With the growing trends of electrification in the aerospace and automotive industries, the integration of lithium-ion batteries into composite materials offers a promising solution for extending range and reducing dependence on petroleum-based energy sources. This study investigates the mechanical behavior and electrochemical performance of composite sandwich-structured batteries, where batteries are embedded within foam sandwich panels, under varying levels of impact energy. Two sizes of foam sandwich-structured batteries were fabricated using Vacuum Assisted Resin Transfer Molding (VARTM) and subjected to impact tests. Digital Image Correlation (DIC) was employed to observe the strain fields during Compression After Impact (CAI) and Bending After Impact (BAI) loading, while X-ray Computed Tomography (CT) was used to examine delamination at the battery-core interface and internal damage within the composite. The results show that foam sandwich-structured batteries exhibit excellent impact resistance and maintain electrochemical performance post-impact.
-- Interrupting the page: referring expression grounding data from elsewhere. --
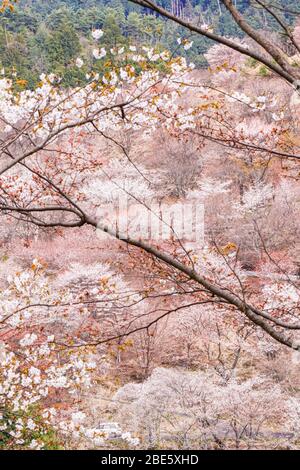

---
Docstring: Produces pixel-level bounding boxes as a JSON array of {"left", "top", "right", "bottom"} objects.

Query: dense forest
[{"left": 0, "top": 0, "right": 299, "bottom": 86}]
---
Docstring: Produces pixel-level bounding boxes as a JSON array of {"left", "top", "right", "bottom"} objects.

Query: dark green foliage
[{"left": 0, "top": 0, "right": 298, "bottom": 87}]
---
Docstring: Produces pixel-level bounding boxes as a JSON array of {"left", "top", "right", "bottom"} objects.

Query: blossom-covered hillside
[{"left": 0, "top": 0, "right": 300, "bottom": 451}]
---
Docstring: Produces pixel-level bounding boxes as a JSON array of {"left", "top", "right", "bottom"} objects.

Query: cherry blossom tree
[
  {"left": 0, "top": 6, "right": 300, "bottom": 449},
  {"left": 113, "top": 367, "right": 288, "bottom": 449},
  {"left": 0, "top": 31, "right": 300, "bottom": 351},
  {"left": 0, "top": 257, "right": 143, "bottom": 449}
]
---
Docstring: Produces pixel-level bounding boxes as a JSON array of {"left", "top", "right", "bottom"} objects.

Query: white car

Innovatively, this study combines the assessment of both mechanical and electrochemical performance to reveal the post-impact residual performance of composite sandwich-structured batteries, with a particular focus on the interactions between the foam core, carbon fiber faces, and embedded battery. This research provides valuable theoretical and experimental insights for the design of integrated electrochemical energy storage systems for future applications.